The discussion on how to define content marketing continues to buzz throughout the industry, with some arguing it shouldn't be viewed as advertising, but rather as “storytelling” to build brand.
While Li agrees content marketing can be a “powerful bridge” between consumers and brands, she tells AdNews it still carries the function of advertising, which is “to convince someone to buy something”.
“If content marketing isn’t a form of advertising, then what would the point be?” Li says.
“Anything an organisation does in terms of communicating with its targeted audiences, is and has to be a form of advertising, whether that is direct or indirect.”

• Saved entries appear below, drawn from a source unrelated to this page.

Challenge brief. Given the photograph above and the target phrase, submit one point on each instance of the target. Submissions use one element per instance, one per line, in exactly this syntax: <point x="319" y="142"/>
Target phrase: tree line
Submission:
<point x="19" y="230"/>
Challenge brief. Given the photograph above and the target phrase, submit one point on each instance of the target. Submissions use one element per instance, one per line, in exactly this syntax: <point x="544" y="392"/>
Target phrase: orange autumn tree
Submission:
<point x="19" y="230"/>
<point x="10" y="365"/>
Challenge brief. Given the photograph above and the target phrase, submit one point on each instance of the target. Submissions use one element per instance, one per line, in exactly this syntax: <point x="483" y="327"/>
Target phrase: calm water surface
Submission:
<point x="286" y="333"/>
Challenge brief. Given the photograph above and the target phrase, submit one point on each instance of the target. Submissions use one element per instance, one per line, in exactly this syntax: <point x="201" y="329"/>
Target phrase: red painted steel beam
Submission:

Working at BBC StoryWorks, the branded content production arm of BBC Global News, Li heads up a team of four in Australia but is part of a network of 50 people across offices around the globe.
StoryWorks has worked with brands such as MINI and Qantas, as well as brands across travel, finance and, increasingly, universities.
Li says the resistance to label content marketing as advertising partly stems from the difficulty in measuring it, in comparison to traditional ads, despite most brands recognising its value.
“I think because measurement and attribution is still so difficult, people, including marketers, almost struggle to justify its existence,” Li says.
“Advertising is much easier to grasp. Advertising is much more tactical, much more measurable most of the time. Whereas content marketing, while still a form of advertising, is not necessarily as tangible as advertising in itself.”
As an arm of a public broadcaster, StoryWorks is required to keep editorial content distinct from branded content, or content marketing, by clearly presenting it as paid advertising in its publications. Li says its team also sits separately from BBC’s editorial team which isn't allowed to touch commercial content.
“We never disguise a paid piece of content as editorial. We've been very, very strict about that, which commercially can be a challenge, especially in the early days," Li says.
“Not every brand saw the value in being so strict about the difference between editorial and commercially-funded content.
“However, over the past two years I’ve enjoyed observing the industry really grow in respecting that differentiation between editorial and commercial.”
Li argues readers respond better to branded content when both publishers and brands are honest with their readers.
Referring to a study commissioned by BBC StoryWorks, Li says audiences are happy to engage with content that is brand-funded, provided it’s labelled as such.
“Consumers are very smart these days, they know when content contains a commercial message and if it’s not labelled as such, they feel betrayed,” Li says.
“That not only jeopardises the editorial integrity of a publisher but it also has really great potential to damage the brand behind the piece of content.”
Li adds that while most publishers have a strategy of separating editorial and commercial content, most don’t follow it.
“I think a lot of publishers take a lot of risks around letting commercial messaging or commercial opportunities filter through into their editorials and that to me is very concerning,” she says.